Nvidia Corp, a maker of chips for computers and Microsoft Corp's Xbox video-game console, said it hasn't changed its sales forecast, denying a Taiwan newspaper report saying its sales will drop.
Nvidia's stock fell as much as 8 percent to US$41.87 after a Salomon Smith Barney analyst report said the local Chinese-language Commercial Times reported that Nvidia's second-quarter sales will drop, citing an interview with Huang Ching-min (黃慶民), a Nvidia marketing director.
Nvidia expects sales to rise as much as 8 percent each quarter this fiscal year, which ends in January, said spokesman Mike Hara. The Santa Clara, California-based company expects sales to rise as much as 80 percent this year, he said. The company hasn't changed either forecast since a February conference call.
"The story is false," Hara said.
"The article got picked up by the analyst from Salomon and it just snowballed from there.
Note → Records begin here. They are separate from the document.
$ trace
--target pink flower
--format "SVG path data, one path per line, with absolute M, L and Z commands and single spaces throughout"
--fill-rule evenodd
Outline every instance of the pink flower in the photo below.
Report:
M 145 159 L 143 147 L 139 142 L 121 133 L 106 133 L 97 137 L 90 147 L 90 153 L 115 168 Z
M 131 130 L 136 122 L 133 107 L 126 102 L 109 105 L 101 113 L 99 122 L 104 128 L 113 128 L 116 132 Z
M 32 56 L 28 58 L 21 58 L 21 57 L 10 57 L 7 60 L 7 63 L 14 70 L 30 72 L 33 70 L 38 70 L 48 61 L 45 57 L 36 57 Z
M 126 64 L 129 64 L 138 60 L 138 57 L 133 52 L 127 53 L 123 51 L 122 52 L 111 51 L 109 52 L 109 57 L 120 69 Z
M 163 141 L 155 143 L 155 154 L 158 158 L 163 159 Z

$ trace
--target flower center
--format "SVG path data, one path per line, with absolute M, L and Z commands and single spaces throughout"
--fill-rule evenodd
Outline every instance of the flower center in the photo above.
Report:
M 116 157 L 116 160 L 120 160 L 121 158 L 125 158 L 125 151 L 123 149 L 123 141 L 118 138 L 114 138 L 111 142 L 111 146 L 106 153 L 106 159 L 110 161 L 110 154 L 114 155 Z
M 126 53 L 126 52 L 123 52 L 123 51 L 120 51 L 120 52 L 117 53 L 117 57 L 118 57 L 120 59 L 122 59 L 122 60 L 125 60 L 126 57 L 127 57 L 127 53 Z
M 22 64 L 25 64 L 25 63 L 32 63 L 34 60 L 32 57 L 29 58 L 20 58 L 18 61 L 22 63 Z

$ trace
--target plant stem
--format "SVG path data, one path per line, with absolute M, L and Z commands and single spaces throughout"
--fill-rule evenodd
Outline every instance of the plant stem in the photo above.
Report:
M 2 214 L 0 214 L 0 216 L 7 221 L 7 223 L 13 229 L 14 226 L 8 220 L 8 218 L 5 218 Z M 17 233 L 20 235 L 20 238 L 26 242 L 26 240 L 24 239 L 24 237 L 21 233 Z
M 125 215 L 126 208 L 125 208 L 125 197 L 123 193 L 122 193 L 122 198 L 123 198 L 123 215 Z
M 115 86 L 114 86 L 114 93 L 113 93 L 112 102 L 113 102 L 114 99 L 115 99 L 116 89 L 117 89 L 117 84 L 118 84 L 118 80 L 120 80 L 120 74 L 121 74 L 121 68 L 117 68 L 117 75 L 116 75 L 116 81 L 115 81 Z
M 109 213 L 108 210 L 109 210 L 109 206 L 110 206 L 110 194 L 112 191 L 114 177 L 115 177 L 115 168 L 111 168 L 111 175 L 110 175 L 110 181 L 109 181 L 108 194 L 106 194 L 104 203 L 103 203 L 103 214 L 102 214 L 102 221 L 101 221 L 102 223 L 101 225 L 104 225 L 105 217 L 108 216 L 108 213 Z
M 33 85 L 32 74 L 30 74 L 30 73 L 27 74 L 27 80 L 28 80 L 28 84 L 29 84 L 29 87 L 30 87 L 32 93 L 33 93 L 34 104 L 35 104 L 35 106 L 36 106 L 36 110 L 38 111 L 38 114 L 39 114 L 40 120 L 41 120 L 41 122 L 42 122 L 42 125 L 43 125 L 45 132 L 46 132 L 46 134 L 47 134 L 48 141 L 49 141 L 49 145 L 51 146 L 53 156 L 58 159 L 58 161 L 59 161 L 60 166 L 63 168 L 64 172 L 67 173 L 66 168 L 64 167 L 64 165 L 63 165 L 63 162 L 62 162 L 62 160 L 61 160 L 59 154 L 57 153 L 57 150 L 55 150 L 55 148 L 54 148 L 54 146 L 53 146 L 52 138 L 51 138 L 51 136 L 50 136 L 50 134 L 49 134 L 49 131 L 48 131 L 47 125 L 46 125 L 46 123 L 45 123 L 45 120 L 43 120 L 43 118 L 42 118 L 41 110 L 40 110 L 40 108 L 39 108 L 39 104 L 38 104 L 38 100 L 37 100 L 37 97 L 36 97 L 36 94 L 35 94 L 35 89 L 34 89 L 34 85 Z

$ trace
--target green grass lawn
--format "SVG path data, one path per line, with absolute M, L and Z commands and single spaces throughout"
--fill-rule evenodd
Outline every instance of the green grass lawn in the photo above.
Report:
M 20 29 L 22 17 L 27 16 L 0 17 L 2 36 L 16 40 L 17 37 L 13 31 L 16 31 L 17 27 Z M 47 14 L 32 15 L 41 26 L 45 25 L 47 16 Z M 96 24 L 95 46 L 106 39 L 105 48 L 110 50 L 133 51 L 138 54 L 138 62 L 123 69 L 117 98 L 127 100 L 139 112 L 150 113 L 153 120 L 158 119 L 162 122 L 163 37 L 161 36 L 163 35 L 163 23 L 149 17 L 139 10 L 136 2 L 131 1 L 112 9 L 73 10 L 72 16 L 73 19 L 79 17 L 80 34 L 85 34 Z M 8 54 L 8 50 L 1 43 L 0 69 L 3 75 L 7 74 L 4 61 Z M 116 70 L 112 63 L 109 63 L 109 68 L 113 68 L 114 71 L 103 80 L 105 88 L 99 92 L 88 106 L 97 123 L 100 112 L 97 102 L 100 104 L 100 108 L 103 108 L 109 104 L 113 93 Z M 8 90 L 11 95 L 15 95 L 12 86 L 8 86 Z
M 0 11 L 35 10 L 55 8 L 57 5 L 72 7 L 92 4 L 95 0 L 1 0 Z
We would never, ever, change guidance in an interview with a Tai-wanese newspaper."
Hara said Huang isn't listed in the firm's employment records.
Nvidia's Taiwan representative office said Ng Kheng Bin, whose Chinese name can be transliterated as Huang Ching-min in mandarin or Ng Kheng Bin in Hokkien, is in fact the company's marketing director for the Asia Pacific.
After Ng's identity was confirmed, Nvidia spokesman Derek Perez, said in an e-mailed statement the comments were false.
"It is hard for a person in that region to have visibility to the overall well-being of the company as to even make a statement like that," Perez said.